A series of fake cell phone towers designed to intercept user
has been discovered throughout the U.S., according to the magazine Popular Science. The organization behind the towers' construction and their purpose remain mysteries.
In addition to listening in on encrypted phone calls, the surveillance network is able to read SMS messages and record individuals' location data. Nineteen such towers have been discovered throughout the U.S. in the last week, Popular Science reported.
The phony towers were discovered by ESD America, the company that makes the Cryptophone 500, a customized Android handset that runs encryption software allowing it to identify when it is being hacked. According to ESD, eight interceptor towers were discovered by just driving between North Carolina and Florida. A tower has also been discovered at the South Point Casino in Las Vegas.
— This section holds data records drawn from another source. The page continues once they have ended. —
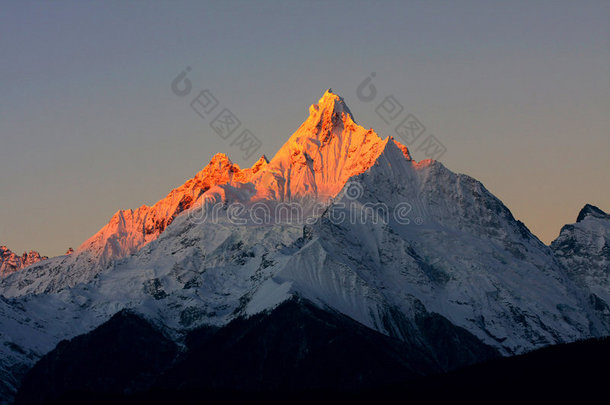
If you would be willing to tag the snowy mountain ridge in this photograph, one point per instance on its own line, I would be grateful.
(10, 262)
(395, 241)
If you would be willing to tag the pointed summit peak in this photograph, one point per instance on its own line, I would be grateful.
(329, 105)
(592, 210)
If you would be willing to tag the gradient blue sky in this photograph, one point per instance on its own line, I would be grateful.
(518, 92)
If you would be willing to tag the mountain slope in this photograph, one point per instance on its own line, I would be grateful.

The towers, technically known as IMSI-catchers, work by exploiting the weak security in the antiquated 2G communication technology. The towers fake the credentials of a phone carrier's own towers, then trick the handset into connecting through them. Once connected, the towers force the phones to disable their encryption, allowing whoever has constructed the tower to eavesdrop on phone calls, text messages, and other data.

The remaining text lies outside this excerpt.